Dan sekarang gadis pantai tertegun. Ia mulai mengerti di sini ia tak boleh punya kawan seorang pun yang sederjat dengannya. Ia merasai adanya jarak yang begitu jauh, begitu dalam antara dirinya dengan wanita yang sebaik itu (pelayannya) yang hampir-hampir tak pernah tidur menjaga dan mengurusnya, selalu siap lakukan keinginannya, selalu siap terangkan segala yang ia tak paham, bisa mendongeng yang begitu memikat tentang Joko Tarub, dan bisa mengusap bahunya begitu sayang ketika dia hendak menangis. Hatinya memekik: mengapa aku tak boleh berkawan dengannya? Mengapa ia mesti jadi sahaya begitu? Siapakah aku? Apa kesalahan dia sampai harus jadi sahayaku? (hlm. 46).

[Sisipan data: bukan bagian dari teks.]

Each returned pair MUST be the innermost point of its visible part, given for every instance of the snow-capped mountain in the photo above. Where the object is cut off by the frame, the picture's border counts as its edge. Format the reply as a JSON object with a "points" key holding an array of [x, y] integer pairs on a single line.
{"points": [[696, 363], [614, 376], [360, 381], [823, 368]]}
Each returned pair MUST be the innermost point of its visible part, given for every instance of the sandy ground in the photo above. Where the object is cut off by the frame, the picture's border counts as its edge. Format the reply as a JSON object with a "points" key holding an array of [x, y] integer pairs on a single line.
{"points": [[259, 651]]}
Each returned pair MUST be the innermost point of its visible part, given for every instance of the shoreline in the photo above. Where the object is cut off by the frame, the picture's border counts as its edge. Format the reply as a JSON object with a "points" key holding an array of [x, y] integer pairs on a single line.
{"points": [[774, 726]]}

Tapi sebagai orang yang tahu betul akhir dari kehidupan seorang istri Bendoro dari kalangan kelas bawah, sang pelayan malah prihatin kepada Gadis Pantai yang pemurah:


Nampak bujang (pelayannya) itu merasa kasihan karena Gadis Pantai. Pengalaman selama ini membuat ia banyak tahu tentang perbedaan antara kehidupan orang kebanyakan dan kaum bendoro di daerah pantai. Seorang bendoro dengan istri orang kebanyakan tidaklah dianggap sudah beristri, sekalipun telah beranak selusin. Perkawinan demikian hanyalah satu latihan buat perkawinan sesungguhnya: dengan wanita dengan karat kebagsawanan yang setingkat. Perkawinan dengan orang kebanyakan tidak mungkin bisa menerima tamu dengan istri dari karat kebangsawanan yang tinggi, karena dengan istri asal orang kebanyakan –itu penghinaan bila menerimanya. (hlm. 80).

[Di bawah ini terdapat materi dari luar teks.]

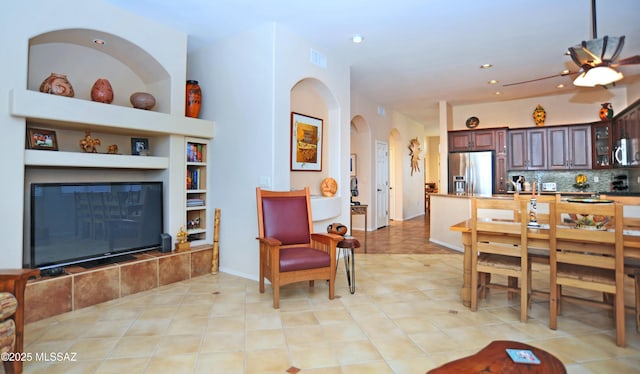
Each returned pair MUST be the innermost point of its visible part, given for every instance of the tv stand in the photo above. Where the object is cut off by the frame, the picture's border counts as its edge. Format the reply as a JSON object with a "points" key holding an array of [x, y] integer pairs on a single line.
{"points": [[106, 261], [53, 272]]}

Hingga datanglah kenyataan memilukan bagi Gadis Pantai. Pelayannya yang penuh kasih sayang, harus diusir dari istana. Pasalnya, sang pelayan begitu lancang memperkarakan para anak-anak bangsawan di istana atas hilangnya sejumlah uang milik Gadis Pantai, hingga membuat gaduh seisi istana. Walau tindakan sang pelayan adalah sebuah kebenaran, dan seorang anak divonis sebagai pelaku, hukum etika di istana tetap menyalahkannya juga.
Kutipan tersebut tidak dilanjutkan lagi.